5. Issuance and Delivery of
Shares of Common Stock; Withholding .
(a) Method of Issuance; Time of
Delivery; Stockholder Rights . All shares of Common Stock, if
any, earned by you under this Agreement that are to be issued to
you as of such Payment Date shall be delivered either through
book-entry form as a credit to an account maintained in your name
or through the issuance of a stock certificate representing such
shares of Common Stock free of any restrictive legend, other than
as may be required by applicable securities laws.
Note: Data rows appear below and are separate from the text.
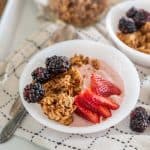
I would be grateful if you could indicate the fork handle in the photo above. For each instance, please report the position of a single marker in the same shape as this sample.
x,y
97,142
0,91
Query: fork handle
x,y
9,129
Upon such
issuance, you shall be the record owner of such shares and shall be
entitled to all of the rights of a stockholder of the Company,
including the right to vote and the right to receive
dividends.
(b) No Deferral Election . If
you do not make a Deferral Election or Re-Deferral Election, the
shares of Common Stock to be issued to you pursuant to this
Agreement, if earned, shall be issued as of the Conversion Date,
subject to Paragraphs 6, 7 or 12 and delivered to you in a lump sum
as soon as practicable after the Conversion Date.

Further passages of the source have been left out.